Replaced LocalUniqueCache with .forEach methods by Ambeco · Pull Request #14724 · yairm210/Unciv

Ambeco · 2026-04-05T05:57:45Z

Replaced LocalUniqueCache with .forEach methods.

These avoid allocating a coroutine, sequence, and iterator. They avoid the expensive yieldAll code, improving performance, and reducing memory allocations, which especially helps on low-memory devices.
with .neighbors.
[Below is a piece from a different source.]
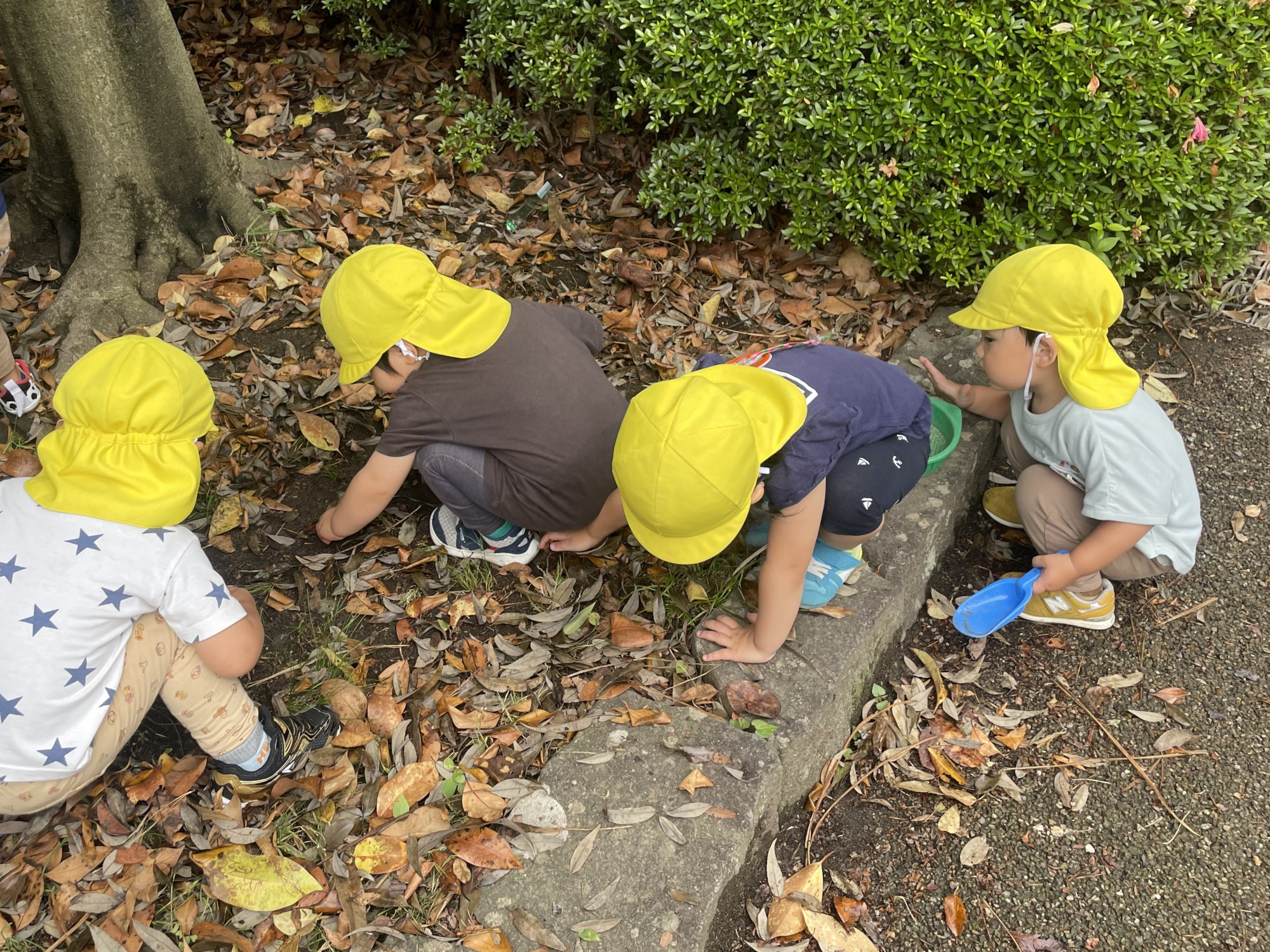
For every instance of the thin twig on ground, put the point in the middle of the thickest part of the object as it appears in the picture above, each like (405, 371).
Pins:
(1062, 684)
GameInfo.nextTurn now 11.09% faster on my Pixel3a.

Timing changes:

CityPopulationManager.autoAssignPopulation 22.68% faster
CityTurnManager.startTurn 22.08% faster
GameInfo.updateCivilizationState 20.73% faster
reassignPopulation 20.39% faster
Civilization.updateStatsForNextTurn 16.65% faster
CityStats.update 14.06% faster
GameInfo.nextTurn 11.09% faster
Civilization.setTransients 11.04% faster
updateTileStats 10.21% faster
moveToTile 9.98% faster
UnitTurnManager.startTurn 3.41% faster.
automateUnitMoves 14.85% SLOWER (?)

https://docs.google.com/spreadsheets/d/1r-TC1N3wKhZMRJGU-ph5Fcjfu1u31MHfjFx6xM693Ss/edit?usp=sharing

Signed-off-by: MPD mooing_psycho_duck@hotmail.com

Ambeco · 2026-04-05T05:58:09Z

Notably, this is built on top of #14714

SomeTroglodyte · 2026-04-05T20:32:05Z

Sounds intriguing. Why would yieldAll be notably expensive...?

Ambeco · 2026-04-05T22:27:19Z

Honestly, I was expecting like a 0.5% improvement, and was also shocked.
My suspicious are:

allocating a sequencing coroutine allocated a massive amount of memory for the call stack, which is expensive on memory constrained devices.
the sequence + yield all logic tends to be nested, meaning we actually allocate multiple sequencing callstacks.
yieldAll also has to allocate lists of things, which means the iterators have the overhead of iterating over internal lists and switching to the coroutine if empty, and again, these are often nested. The app was spending ~2-4% of the total count time in iterator.hasNext and iterator.next due to this. (I expected a total of 2-4% improvement from removing all sequencing coroutines)
Ive replaced these with for-loops, sometimes with an explicit filter parameter, because this eliminates all allocations. The code is not only no longer allocating coroutines, it's now not even allocating iterators or filters.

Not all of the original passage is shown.